A to zdjęcie http://img163.imageshack.us/img163/9568 ... 631202.jpg prześwietne! Ta mina i ułożenie łapek po prostu mistrz ;D

Re: Przedstawiam moje stado ;)

: pn lis 21, 2011 8:54 pm
autor: monisss
Sonia ja nigdy nie odczułam żeby moja pozycja ucierpiała przez to, że psy śpią ze mną. To ja je zapraszam na swoje legowisko i to nadal jest przestrzeń należąca do mnie. Powarkują czasami na siebie ale nigdy nie zdarzyło się żeby, któryś z psów warczał na mnie. Nie zdarza się to również jak ja się pcham do ich legowisk. Bo i tak bywa :) Siadam z nimi w ich koszyczkach, na ich kocykach. Jeśli im to nie odpowiada to odchodzą i idą w inne miejsce, a nie przeganiają mnie. Respektują moją pozycję i wiedzą, że miejsce, w którym się obecnie znajduję jest moje. Wszelkie próby dominacji były zwalczane zanim nastąpiła eskalacja niechcianych zachowań. W każdej chwili są gotowe opuścić moje łóżko jeśli tylko dostaną takie polecenie. Z wyjątkiem bulldogów ale nie wynika to z ich złej woli, tylko z powodu ich kamiennego snu i znikomej chęci do aktywności gdy pogrążone w objęciach Morfeusza odpoczywają po ciężkim dniu :) W każdej chwili mogę je jednak wynieść z łóżka bez żadnych przejawów agresji ;)
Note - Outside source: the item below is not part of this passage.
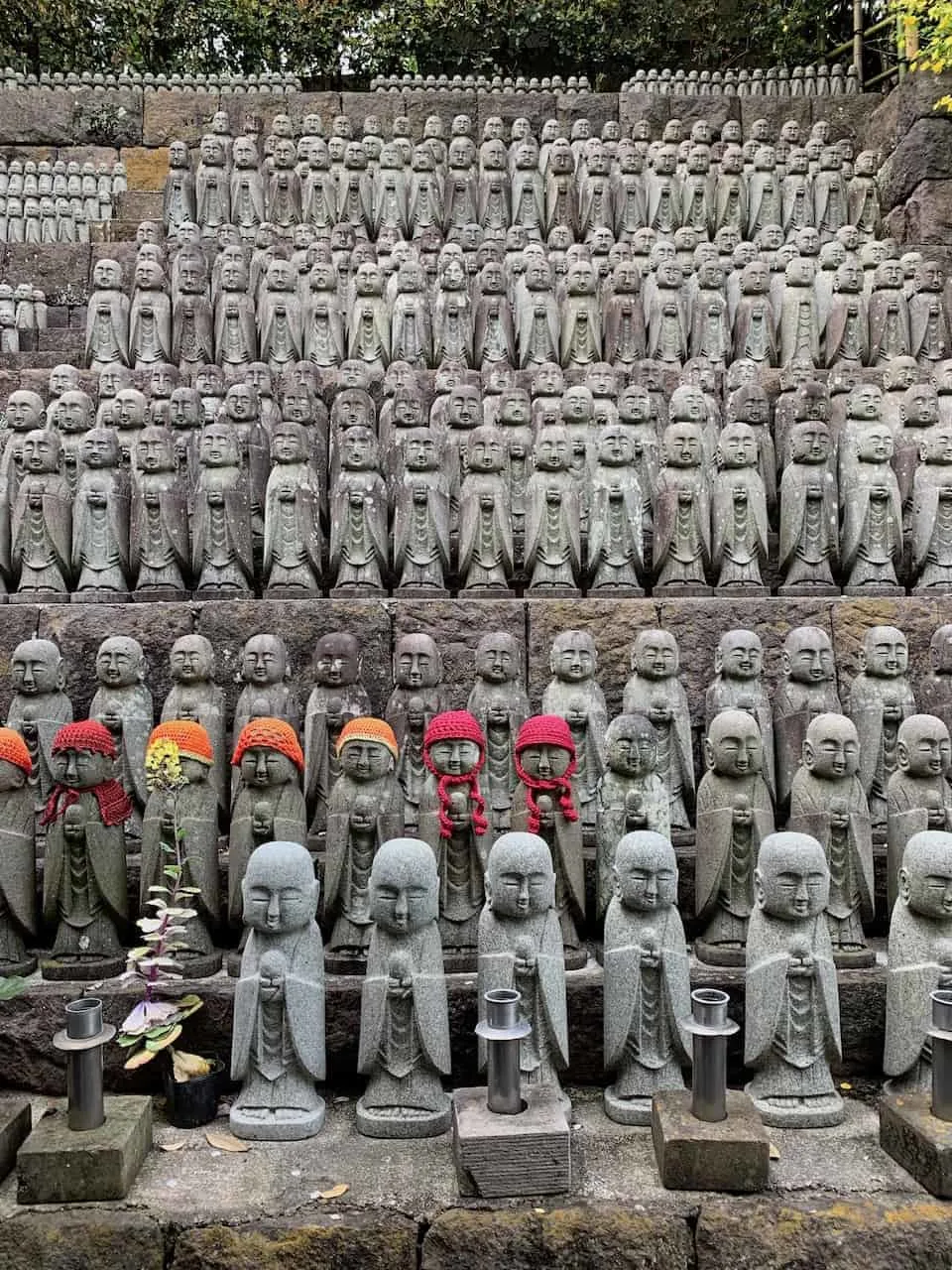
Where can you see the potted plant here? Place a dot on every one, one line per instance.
(155, 1024)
Re: Przedstawiam moje stado ;)

: wt lis 22, 2011 12:25 pm
autor: Afera
Uwierz mi, że spanie w łóżku ni jak nie wpływa na dyscyplinę i posłuszeństwo. Rasy pierwotne mają silniejszy instynkt od np. chihuahuy ale są to już psy udomowione, od lat żyjące z ludźmi więc nie widzę powodu by traktować je inaczej niż inne rasy.
Heh to zapraszam do kennelu husky, malamutów czy psów grenlandzkich... momentalnie zmienisz zdanie. ;) Tyle Ci powiem. Ja byłam nie raz i zdanie zmieniłam, a miałam podobne do Ciebie. Moja teściowa też szybko je zmieniła jak jej ukochany piesek haszczaczek zaczął ją ustawiać... szybko przyznała mi rację, wystarczyło ją tylko zostawić na dłużej samą z psem. Skończyło się wspólne spanie teściowej z Aferką i wspólne jedzenie z jednego talerza tak szybko jak się zaczęło. Teściowa chciała pieskowi dogadzać podczas mojej nieobecności, bo zła Pańcia ze mnie taka... :)
A co do Onków i ich silnych charakterów się nie wypowiem... ja na pewno nie umieściłabym ich na liście psów o twardych charakterach na równi z molosami czy TTB.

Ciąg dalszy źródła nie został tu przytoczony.